We diagnose and treat many conditions of the bowel and colon including colitis, rectal prolapse, constipation and many more. Read more about some of these conditions or contact us to ask a question or make an an appointment.
What is ulcerative colitis?
Ulcerative colitis is an inflammation of the lining of the large bowel (colon). Symptoms include rectal bleeding, diarrhea, abdominal cramps, weight loss, and fevers. In addition, patients who have had extensive ulcerative colitis for many years are at an increased risk to develop large bowel cancer. The cause of ulcerative colitis remains unknown.
How is ulcerative colitis treated?
Initial treatment of ulcerative colitis is medical, using antibiotics and anti-inflammatory medications such as Alzulfidine or Prednisone. These are usually necessary on a long-term basis. Prednisone has significant side effects, and, therefore, it is usually used for short periods. Flare-ups of the disease can often be treated by increasing the dosage of medications or adding new medications, such as 6-Mercaptopurine. Hospitalization may be necessary to put the bowel to rest.

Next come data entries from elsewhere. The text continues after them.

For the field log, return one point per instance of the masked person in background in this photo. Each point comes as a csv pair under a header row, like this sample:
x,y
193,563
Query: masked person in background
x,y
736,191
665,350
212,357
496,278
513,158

When is surgery necessary?
Surgery is indicated for patients who have life-threatening complications of inflammatory bowel diseases, such as massive bleeding, perforation, or infection. It may also be necessary for those who have the chronic form of the disease, which fails medical therapy. It is important the patient be comfortable that all reasonable medical therapy has been attempted prior to considering surgical therapy. In addition, patients who have long-standing ulcerative colitis and show cancer signs may be candidates for removal of the colon, because of the increased risk of developing cancer. More often, these patients are followed carefully with repeated colonoscopy and biopsy, and only if precancerous signs are identified is surgery recommended.
What operations are available?
Historically, the standard operation for ulcerative colitis has been removal of the entire colon, rectum, and anus. This operation is called a proctocolectomy and may be performed in one or more stages. It cures the disease and removes all risk of developing cancer in the colon or rectum.
However, this operation requires creation of a Brooke ileostomy and chronic use of an appliance on the abdominal wall to collect waste from the bowel.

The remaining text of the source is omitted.